Split payment fino al 30.06.2026

È stata pubblicata sulla Gazzetta Ufficiale dell’Unione Europea la decisione del Consiglio UE 25.07.2023, n. 1552 che autorizza l’Italia a continuare a prevedere il meccanismo dello split payment fino al 30.06.2026.

Ricordiamo che il meccanismo dello split payment o scissione dei pagamenti, si applica a tutte le aziende, esclusi i professionisti, che effettuano operazioni nei confronti delle pubbliche amministrazioni, nonché degli enti pubblici economici e delle fondazioni, delle società controllate o partecipate da pubbliche amministrazioni, o da enti e fondazioni e nei confronti di società quotate inserite nell'indice FTSE MIB della Borsa italiana.

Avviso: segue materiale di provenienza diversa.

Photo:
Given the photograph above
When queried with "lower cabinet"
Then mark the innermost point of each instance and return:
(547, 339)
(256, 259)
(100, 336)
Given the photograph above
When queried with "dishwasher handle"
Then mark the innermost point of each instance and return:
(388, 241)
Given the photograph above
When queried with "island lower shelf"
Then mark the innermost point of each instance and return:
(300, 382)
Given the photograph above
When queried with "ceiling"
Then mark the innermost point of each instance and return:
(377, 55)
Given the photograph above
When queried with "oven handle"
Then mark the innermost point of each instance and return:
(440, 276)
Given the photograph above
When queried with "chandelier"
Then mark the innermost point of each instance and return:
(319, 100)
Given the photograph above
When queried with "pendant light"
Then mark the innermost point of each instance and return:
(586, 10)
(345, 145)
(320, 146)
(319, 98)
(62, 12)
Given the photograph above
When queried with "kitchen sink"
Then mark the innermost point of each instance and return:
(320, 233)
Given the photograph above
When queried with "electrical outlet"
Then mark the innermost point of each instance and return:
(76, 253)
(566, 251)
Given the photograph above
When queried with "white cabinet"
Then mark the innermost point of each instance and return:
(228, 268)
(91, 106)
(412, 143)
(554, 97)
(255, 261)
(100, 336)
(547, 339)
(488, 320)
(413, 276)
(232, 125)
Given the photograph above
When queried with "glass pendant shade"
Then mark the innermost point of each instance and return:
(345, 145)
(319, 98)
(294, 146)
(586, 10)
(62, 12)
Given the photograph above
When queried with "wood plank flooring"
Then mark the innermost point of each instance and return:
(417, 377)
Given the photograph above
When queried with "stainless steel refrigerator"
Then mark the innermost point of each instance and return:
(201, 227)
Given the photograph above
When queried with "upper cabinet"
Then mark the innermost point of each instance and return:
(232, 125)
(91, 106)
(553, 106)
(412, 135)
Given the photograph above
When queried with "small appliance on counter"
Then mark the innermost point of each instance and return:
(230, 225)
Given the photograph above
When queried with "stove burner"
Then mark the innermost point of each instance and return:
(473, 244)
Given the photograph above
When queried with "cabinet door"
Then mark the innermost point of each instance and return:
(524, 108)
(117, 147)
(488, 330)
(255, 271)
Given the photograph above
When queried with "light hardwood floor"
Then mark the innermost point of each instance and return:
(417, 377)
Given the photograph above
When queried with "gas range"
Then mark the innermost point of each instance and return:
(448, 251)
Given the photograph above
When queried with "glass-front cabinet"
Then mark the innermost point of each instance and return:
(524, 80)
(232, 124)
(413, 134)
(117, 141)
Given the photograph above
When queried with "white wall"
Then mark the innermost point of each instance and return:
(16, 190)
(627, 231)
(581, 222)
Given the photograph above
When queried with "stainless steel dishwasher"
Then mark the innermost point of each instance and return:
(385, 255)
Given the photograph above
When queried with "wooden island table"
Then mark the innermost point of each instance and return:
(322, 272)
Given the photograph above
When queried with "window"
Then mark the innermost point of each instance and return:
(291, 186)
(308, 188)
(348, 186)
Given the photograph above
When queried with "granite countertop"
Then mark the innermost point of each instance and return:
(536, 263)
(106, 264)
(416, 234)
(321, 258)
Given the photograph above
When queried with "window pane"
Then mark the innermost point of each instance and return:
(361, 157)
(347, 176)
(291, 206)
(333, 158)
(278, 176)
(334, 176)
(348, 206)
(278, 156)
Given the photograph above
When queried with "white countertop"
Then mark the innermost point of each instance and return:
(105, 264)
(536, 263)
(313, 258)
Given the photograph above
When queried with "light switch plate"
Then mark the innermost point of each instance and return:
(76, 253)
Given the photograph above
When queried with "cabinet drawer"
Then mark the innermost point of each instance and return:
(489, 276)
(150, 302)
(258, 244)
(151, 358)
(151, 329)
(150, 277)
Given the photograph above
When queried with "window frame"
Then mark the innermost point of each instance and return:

La scissione dei pagamenti prevede che, per le cessioni di beni e le prestazioni di servizi effettuate nei confronti di pubbliche amministrazioni, chi emette la fattura espone l’imposta, riportando la dicitura “Operazione soggetta a split payment – il cedente non incassa l’Iva ai sensi dell’ex art. 17-ter del D.P.R. 633/1972, l’acquirente è obbligato al versamento all’Agenzia delle Entrate”. Chi riceve la fattura effettua il versamento dell’Iva. Ricordiamo che, a marzo 2020, l'Italia aveva richiesto alla Commissione UE una nuova deroga agli artt. 206 e 226 della direttiva Iva, mantenendo in vigore la scissione dei pagamenti. Con la proposta di Decisione di esecuzione (UE) COM (2020) 242 final del 22.06.2020 il Consiglio UE ha confermato di voler accettare la richiesta dell’Italia, prorogando l’applicazione dello split payment fino al 30.06.2023. In seguito a una nuova richiesta, con la decisione di esecuzione (UE) 2023/1552, è...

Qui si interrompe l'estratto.